Perciò voglio imitare il padre di famiglia, che dal suo tesoro sa trarre cose nuove e vecchie, e così anche la Sposa, che nel Cantico dei Cantici dice: O mio diletto, ho serbato per te il nuovo e il vecchio (cfr. Ct 7, 14 volg.). Intendo perciò esporre il profeta Isaia in modo da presentarlo non solo come profeta, ma anche come evangelista e apostolo. Egli infatti ha detto anche di sé quello che dice degli altri evangelisti: «Come sono belli sui monti i piedi del messaggero di lieti annunzi, che annunzia la pace» (Is 52, 7). E Dio rivolge a lui, come a un apostolo, la domanda: Chi manderò, e chi andrà da questo popolo? Ed egli risponde: Eccomi, manda me (cfr. Is 6, 8).
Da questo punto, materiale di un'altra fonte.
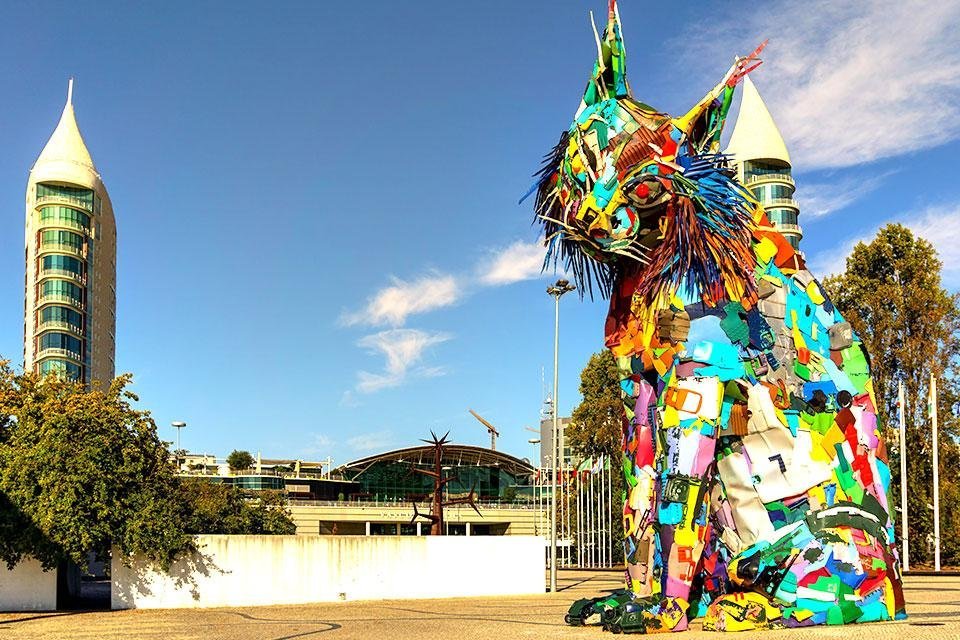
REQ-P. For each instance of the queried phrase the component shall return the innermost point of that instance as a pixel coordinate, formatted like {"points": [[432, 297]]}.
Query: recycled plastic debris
{"points": [[757, 478]]}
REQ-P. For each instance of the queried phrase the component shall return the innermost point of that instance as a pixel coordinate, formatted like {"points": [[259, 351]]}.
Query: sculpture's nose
{"points": [[597, 229], [748, 569]]}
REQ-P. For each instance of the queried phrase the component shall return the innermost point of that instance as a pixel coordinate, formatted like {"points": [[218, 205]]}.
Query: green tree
{"points": [[239, 460], [596, 429], [891, 294], [82, 471], [214, 508]]}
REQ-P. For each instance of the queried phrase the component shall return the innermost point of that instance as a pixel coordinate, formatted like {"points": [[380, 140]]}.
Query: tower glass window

Ma nessuno creda che io voglia esaurire in poche parole l’argomento di questo libro della Scrittura che contiene tutti i misteri del Signore. Effettivamente nel libro di Isaia troviamo che il Signore viene predetto come l’Emmanuele nato dalla Vergine, come autore di miracoli e di segni grandiosi, come morto e sepolto, risorto dagli inferi e salvatore di tutte le genti. Che dirò della sua dottrina sulla fisica, sull’etica e sulla logica? Tutto ciò che riguarda le Sacre Scritture, tutto ciò che la lingua può esprimere e l’intelligenza dei mortali può comprendere, si trova racchiuso in questo volume.
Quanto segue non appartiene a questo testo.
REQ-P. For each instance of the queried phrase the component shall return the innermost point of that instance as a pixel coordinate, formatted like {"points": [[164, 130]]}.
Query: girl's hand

Della profondità di tali misteri dà testimonianza lo stesso autore quando scrive: «Per voi ogni visione sarà come le parole di un libro sigillato: si dà a uno che sappia leggere, dicendogli: Leggilo. Ma quegli risponde: Non posso, perché è sigillato. Oppure si dà il libro a chi non sa leggere, dicendogli: Leggi, ma quegli risponde: Non so leggere» (Is 29, 11-12).
(Si tratta dunque di misteri che, come tali, restano chiusi e incomprensibili ai profani, ma aperti e chiari ai profeti. Se perciò dai il libro di Isaia ai pagani, ignari dei libri ispirati, ti diranno: Non so leggerlo, perché non ho imparato a leggere i testi delle Scritture. I profeti però sapevano quello che dicevano e lo comprendevano). Leggiamo infatti in san Paolo: «Le ispirazioni dei profeti devono essere sottomesse ai profeti» (1 Cor 14, 32), perché sia in loro facoltà di tacere o di parlare secondo l’occorrenza.
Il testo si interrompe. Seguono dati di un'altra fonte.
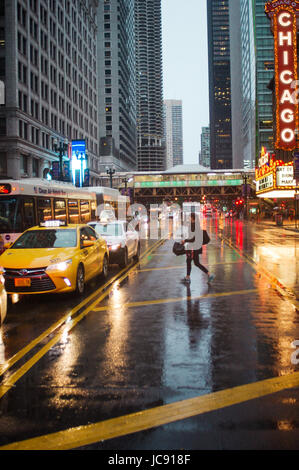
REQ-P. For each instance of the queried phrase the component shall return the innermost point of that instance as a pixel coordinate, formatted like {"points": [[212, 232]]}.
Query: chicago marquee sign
{"points": [[283, 15]]}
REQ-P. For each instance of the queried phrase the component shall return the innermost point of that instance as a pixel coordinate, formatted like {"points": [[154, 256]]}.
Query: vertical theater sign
{"points": [[283, 15]]}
I profeti, dunque, comprendevano quello che dicevano, per questo tutte le loro parole sono piene di sapienza e di ragionevolezza. Alle loro orecchie non arrivavano soltanto le vibrazioni della voce, ma la stessa parola di Dio che parlava nel loro animo. Lo afferma qualcuno di loro con espressioni come queste: L’angelo parlava in me (cfr. Zc 1, 9), e: (lo Spirito) «grida nei nostri cuori: Abbà, Padre» (Gal 4, 6), e ancora: «Ascolterò che cosa dice Dio, il Signore» (Sal 84, 9).